My youngest is into “fairness”. At breakfast, I handed her brother two gummy vitamins. As I turned to get hers she burst into tears, “But I wanted gummy bears too!” I wanted to say something harsh (“Stop being ridiculous, I’m getting them”) but instead, was able to offer the knowledge reflection, “It sounds like you have a question.” Big blue eyes and crocodile tears looked at me and said, “Mom, can I have vitamins too?” I was then able to remind her to ask questions, be patient and then we moved on without me shaming my child and with her problem-solving skills enhanced. She was given the chance to advocate for herself, rather than having me fix the problem for her.

So, if you think the knowledge question might be helpful for your kiddos, here’s a few thoughts:

  • It can take them a while to figure out how to ask a knowledge-seeking question.
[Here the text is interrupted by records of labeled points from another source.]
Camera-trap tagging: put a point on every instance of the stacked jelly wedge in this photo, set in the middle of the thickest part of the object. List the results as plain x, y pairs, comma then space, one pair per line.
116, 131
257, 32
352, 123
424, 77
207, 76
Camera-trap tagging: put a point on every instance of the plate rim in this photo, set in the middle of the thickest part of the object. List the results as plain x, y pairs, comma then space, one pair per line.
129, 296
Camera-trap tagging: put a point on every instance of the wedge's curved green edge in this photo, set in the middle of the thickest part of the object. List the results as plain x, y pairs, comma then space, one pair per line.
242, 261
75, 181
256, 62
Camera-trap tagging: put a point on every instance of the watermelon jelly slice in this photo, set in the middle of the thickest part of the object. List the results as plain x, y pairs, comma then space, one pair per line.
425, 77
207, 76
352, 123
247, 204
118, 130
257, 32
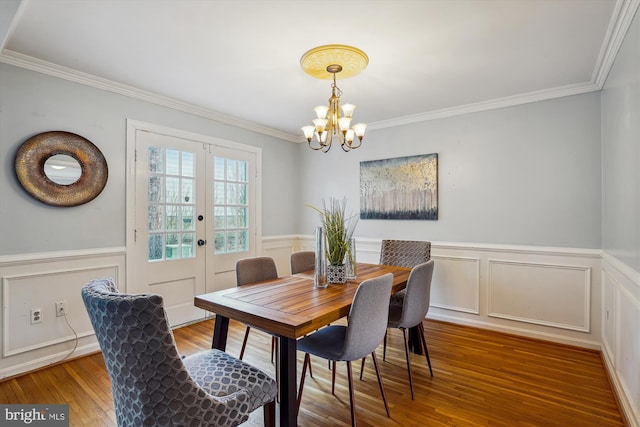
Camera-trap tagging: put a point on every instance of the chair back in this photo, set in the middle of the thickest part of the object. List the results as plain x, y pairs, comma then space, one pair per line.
251, 270
416, 302
303, 261
151, 385
367, 322
404, 253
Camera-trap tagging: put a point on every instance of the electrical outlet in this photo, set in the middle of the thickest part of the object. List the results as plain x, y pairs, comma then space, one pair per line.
36, 316
61, 308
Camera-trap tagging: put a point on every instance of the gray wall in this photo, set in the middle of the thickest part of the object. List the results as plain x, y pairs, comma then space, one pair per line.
524, 175
621, 152
31, 103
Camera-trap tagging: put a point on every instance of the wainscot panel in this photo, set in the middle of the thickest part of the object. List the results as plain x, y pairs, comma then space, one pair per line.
621, 333
36, 282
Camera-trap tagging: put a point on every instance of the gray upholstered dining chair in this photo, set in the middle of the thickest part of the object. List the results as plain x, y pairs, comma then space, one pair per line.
365, 330
404, 253
302, 261
152, 384
251, 270
412, 312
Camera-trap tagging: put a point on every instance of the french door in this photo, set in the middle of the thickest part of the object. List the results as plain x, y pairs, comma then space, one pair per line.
195, 216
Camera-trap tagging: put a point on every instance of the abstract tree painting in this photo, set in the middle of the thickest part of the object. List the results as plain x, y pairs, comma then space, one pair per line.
399, 188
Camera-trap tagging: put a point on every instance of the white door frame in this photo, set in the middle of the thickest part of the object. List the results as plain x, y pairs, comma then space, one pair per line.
130, 187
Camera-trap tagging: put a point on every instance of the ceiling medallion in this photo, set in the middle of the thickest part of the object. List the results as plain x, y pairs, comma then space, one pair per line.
324, 62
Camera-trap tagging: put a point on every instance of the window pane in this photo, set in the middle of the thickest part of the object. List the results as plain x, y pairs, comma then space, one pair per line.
219, 168
155, 246
218, 194
188, 168
172, 247
187, 245
172, 218
188, 190
173, 190
232, 172
218, 242
243, 241
242, 171
156, 162
173, 162
232, 194
218, 218
156, 189
230, 206
231, 218
171, 204
232, 241
155, 218
188, 220
241, 218
242, 194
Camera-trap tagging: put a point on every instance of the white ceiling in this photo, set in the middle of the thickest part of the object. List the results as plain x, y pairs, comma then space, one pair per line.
239, 60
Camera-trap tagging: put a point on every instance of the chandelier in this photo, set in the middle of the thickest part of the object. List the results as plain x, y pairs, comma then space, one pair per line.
324, 62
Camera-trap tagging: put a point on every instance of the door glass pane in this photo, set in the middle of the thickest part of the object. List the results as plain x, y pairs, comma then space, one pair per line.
173, 162
155, 246
218, 241
171, 198
155, 218
231, 222
188, 167
188, 218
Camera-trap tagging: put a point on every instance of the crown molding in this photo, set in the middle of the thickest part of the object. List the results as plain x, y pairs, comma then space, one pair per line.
492, 104
24, 61
622, 17
623, 14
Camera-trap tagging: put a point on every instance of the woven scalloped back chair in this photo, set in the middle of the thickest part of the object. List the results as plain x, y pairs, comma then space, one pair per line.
151, 384
404, 253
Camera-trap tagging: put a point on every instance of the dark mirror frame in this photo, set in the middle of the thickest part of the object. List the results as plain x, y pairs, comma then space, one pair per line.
32, 155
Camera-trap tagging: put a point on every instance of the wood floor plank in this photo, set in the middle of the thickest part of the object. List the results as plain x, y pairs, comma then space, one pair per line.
481, 378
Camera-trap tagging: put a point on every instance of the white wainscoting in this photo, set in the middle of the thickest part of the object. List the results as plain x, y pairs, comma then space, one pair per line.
621, 333
39, 281
573, 296
520, 291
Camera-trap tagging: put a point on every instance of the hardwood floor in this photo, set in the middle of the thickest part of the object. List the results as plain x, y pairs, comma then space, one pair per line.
481, 378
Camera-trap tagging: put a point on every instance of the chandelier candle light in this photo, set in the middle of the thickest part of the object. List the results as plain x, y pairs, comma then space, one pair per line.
325, 62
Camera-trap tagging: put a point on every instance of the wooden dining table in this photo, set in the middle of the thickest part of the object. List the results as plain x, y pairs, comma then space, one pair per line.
289, 307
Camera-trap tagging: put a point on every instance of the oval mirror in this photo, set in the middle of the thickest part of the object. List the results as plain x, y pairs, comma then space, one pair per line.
62, 169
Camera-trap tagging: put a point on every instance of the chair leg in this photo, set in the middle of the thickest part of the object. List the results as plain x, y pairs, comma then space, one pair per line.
352, 395
424, 347
307, 362
269, 416
406, 352
384, 347
274, 349
244, 342
384, 395
362, 367
333, 378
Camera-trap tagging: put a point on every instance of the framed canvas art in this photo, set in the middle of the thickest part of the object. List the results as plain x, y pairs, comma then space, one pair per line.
400, 188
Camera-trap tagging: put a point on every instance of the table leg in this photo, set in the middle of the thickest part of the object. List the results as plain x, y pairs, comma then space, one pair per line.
220, 330
414, 339
287, 382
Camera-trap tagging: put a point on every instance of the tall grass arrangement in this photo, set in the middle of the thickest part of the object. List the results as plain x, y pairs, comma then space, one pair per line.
338, 229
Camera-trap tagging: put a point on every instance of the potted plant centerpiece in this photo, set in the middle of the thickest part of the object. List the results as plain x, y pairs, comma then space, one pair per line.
338, 231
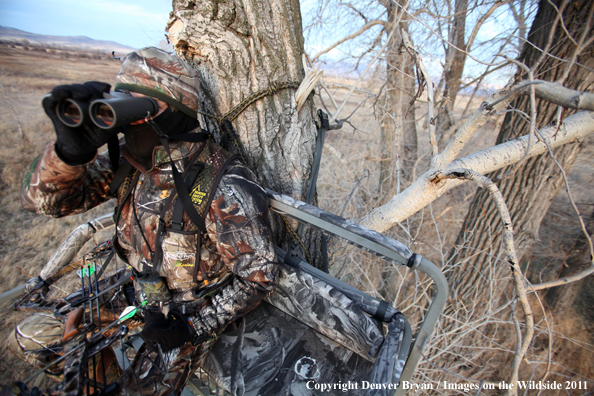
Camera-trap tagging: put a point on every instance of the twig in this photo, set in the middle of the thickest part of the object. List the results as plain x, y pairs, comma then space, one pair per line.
430, 98
533, 115
580, 275
579, 46
359, 32
508, 243
334, 116
24, 273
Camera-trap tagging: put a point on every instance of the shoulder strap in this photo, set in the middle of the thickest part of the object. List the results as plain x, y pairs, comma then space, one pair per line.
120, 175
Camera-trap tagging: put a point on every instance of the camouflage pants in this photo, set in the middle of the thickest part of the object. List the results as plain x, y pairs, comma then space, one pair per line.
37, 341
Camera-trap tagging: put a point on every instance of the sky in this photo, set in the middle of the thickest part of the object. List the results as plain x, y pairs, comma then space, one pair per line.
136, 23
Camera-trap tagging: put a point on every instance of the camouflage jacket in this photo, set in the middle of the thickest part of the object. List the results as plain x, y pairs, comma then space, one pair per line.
238, 238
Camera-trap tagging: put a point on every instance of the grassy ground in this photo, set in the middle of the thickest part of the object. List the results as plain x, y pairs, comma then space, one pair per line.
28, 240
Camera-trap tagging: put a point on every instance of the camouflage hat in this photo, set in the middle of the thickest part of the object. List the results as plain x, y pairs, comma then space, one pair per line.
161, 75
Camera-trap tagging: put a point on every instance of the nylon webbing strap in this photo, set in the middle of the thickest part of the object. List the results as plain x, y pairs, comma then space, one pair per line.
178, 209
113, 148
382, 308
120, 176
182, 192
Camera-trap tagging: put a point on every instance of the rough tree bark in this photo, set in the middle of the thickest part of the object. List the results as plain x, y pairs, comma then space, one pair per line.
239, 47
531, 189
398, 128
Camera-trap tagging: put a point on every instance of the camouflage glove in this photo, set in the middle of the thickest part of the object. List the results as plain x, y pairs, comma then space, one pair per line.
171, 332
35, 283
77, 145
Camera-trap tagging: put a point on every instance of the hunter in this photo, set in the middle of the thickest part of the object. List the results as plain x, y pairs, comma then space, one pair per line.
207, 279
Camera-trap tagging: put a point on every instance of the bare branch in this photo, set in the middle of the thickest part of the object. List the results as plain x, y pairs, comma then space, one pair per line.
512, 258
429, 186
430, 99
359, 32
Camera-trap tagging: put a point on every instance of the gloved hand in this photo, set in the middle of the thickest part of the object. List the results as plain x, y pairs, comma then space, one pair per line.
35, 283
171, 332
77, 145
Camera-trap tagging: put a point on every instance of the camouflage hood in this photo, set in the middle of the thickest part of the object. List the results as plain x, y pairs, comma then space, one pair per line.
162, 75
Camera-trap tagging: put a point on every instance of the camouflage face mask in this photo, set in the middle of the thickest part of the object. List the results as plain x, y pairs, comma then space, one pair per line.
161, 75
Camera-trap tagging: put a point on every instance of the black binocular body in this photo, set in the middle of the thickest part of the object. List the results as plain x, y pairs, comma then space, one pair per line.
115, 110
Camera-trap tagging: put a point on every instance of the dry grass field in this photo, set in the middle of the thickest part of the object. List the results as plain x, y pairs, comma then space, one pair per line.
348, 186
27, 240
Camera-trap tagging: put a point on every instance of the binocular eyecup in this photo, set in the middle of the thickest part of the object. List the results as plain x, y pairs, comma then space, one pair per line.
116, 110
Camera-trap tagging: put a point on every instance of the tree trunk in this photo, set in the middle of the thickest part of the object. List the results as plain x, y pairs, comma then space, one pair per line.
531, 189
239, 47
528, 192
398, 129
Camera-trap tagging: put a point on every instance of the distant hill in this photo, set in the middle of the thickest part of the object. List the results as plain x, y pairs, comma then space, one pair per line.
11, 34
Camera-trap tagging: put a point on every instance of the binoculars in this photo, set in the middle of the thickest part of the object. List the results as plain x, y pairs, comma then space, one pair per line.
115, 110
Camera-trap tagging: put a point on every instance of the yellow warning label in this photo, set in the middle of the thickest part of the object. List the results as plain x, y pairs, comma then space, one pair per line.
196, 195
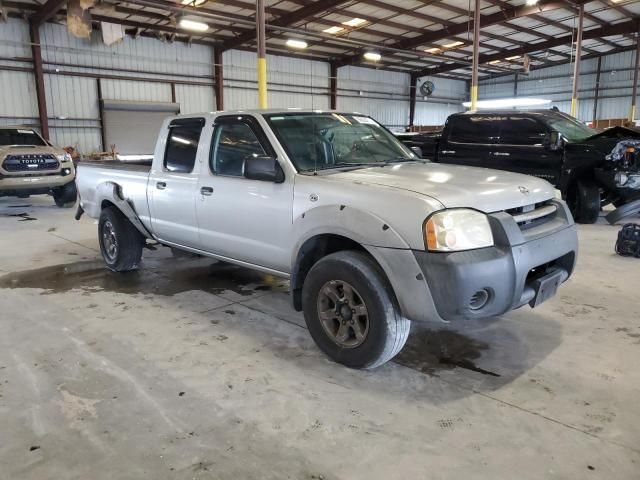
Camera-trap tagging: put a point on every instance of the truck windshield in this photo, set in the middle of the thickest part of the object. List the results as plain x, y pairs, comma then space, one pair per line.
320, 141
571, 129
18, 136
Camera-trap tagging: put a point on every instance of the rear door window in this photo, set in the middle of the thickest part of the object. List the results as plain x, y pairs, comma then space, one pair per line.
517, 130
232, 144
182, 146
481, 129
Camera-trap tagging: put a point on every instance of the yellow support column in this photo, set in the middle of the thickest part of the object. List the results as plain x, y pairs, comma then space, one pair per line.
576, 71
476, 56
262, 55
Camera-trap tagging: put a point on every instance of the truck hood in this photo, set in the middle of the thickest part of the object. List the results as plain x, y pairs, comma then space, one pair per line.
457, 186
28, 149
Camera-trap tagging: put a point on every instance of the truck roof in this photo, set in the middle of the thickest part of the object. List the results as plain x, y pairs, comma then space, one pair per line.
265, 111
548, 112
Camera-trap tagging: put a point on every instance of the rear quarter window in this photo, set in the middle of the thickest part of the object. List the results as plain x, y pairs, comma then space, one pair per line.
474, 129
182, 147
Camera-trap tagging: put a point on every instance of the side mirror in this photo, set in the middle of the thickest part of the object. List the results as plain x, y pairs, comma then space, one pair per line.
266, 169
417, 150
553, 141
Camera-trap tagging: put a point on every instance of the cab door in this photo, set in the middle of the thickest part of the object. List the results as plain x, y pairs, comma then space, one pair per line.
243, 219
521, 149
173, 182
470, 140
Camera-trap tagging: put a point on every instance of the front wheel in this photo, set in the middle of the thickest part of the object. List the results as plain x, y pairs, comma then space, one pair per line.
583, 199
65, 196
120, 242
351, 312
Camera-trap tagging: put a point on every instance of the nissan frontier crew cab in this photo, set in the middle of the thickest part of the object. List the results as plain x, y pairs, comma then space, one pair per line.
371, 236
31, 166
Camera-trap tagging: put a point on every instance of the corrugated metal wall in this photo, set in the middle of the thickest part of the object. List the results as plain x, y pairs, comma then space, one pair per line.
381, 94
446, 99
18, 103
555, 83
144, 69
141, 69
292, 82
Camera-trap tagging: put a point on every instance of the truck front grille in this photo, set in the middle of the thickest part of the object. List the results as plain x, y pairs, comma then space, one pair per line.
30, 162
534, 214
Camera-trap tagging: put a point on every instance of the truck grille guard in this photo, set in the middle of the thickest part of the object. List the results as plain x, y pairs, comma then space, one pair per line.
30, 163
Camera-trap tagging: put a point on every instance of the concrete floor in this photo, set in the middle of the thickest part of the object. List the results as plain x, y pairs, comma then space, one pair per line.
191, 369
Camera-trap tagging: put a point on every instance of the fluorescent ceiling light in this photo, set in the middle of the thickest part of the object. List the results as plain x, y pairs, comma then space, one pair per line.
373, 56
333, 30
193, 3
354, 22
510, 102
194, 25
299, 44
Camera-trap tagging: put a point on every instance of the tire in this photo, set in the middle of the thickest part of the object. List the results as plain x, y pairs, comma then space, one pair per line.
584, 201
353, 277
120, 242
65, 196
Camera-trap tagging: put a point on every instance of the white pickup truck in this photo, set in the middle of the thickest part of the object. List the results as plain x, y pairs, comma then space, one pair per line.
370, 236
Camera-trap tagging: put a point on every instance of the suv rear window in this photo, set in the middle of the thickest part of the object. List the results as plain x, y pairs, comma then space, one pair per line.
19, 136
474, 129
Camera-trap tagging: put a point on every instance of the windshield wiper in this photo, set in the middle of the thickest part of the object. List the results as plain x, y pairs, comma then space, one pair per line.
400, 159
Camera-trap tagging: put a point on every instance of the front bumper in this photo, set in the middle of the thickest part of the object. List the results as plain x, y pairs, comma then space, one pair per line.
491, 281
42, 183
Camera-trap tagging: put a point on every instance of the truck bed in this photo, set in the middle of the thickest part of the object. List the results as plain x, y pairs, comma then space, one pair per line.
130, 165
131, 178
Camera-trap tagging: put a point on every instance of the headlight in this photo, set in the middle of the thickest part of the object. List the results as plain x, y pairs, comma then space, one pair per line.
457, 229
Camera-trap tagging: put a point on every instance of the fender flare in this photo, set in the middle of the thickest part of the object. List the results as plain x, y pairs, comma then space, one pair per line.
364, 228
111, 192
360, 226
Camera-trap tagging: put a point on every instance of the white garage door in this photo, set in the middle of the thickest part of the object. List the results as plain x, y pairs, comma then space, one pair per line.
133, 126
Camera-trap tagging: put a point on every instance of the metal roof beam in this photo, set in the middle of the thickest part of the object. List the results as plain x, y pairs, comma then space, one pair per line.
459, 28
604, 31
286, 20
47, 12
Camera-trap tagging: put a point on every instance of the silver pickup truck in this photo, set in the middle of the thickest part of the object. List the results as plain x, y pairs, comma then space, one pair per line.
370, 236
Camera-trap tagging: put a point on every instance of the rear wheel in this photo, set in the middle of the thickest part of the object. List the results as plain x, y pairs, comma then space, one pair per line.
120, 242
584, 201
351, 312
66, 195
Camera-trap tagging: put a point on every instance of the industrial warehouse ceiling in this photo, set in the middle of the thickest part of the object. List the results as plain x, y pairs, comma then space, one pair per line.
425, 37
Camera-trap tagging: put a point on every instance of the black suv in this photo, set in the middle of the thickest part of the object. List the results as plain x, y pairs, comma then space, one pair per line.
547, 144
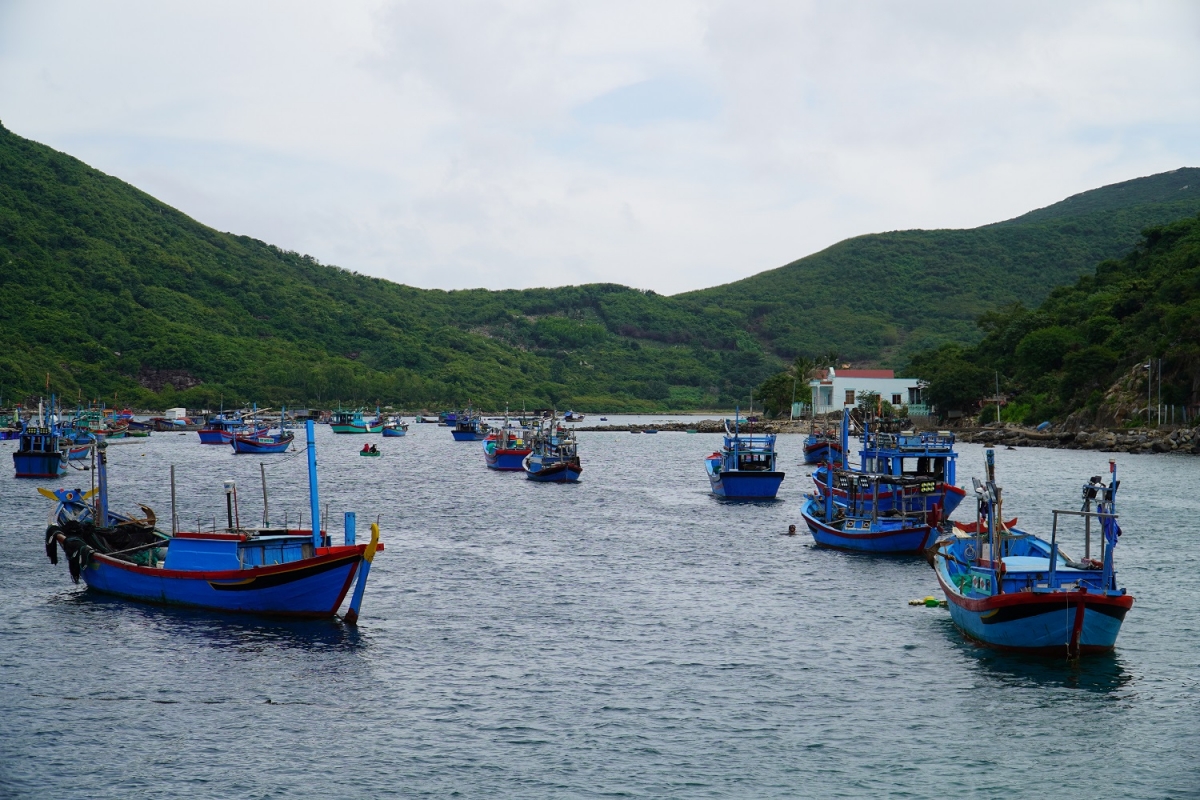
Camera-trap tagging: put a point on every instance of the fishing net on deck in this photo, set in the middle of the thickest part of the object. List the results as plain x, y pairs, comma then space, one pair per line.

My four-year-old was initially frustrated, “I don’t know what the question is!” No worries, if this is the case it offers you an opportunity to work through how to form an information-seeking question as well as explore what might be bothering them. In the tsunami example, I might say, “What is it you are worried about?” His answer is going to point me toward whether he is worried about dying by a tsunami in Missouri or worried about the uncle who lives near the ocean we are planning to visit. Kids think some wild stuff and we can’t always assume why they are worried about something. This way, you get more information and then you can help them form what would have been an appropriate question afterward as practice.
  • If they are “too far gone” emotionally, they will not be able to form a question. The prefrontal cortex of our brain is the first to shut down in a panic and we need that part to have any sort of rational thought. If they can’t come up with anything because they are too upset, focus on deescalating and try again later.
  • They are not always going to like the answers we give them. However, no matter if they like it or not, remember to praise their problem-solving, resource/information-seeking efforts. If we actually lived near the ocean and needed to plan for a tsunami we would have just continued on our research journey. “Yes buddy, we could have a tsunami here but I am so proud of you for wanting to think through the options. What questions do you have about how we plan to be safe?” Or, if I had told my daughter “no” because she threw a huge fit about the vitamins I can still say, “I am so glad you asked me about having vitamins. What questions do you have to make sure you are able to get a gummy next time?”

Well, there you have it. Thanks for hanging with me. That was easily one of the longest blog posts I have ever written but this change in my parenting language has been so gosh darn effective with my worrisome, tear-prone kiddos that I really wanted to pass it along. I truly hope it may be helpful for you in growing investigative, independent, resource-obtaining little humans. The same ones who will come to us someday and say, “I had a problem and I figured out what I needed to know, all on my own!”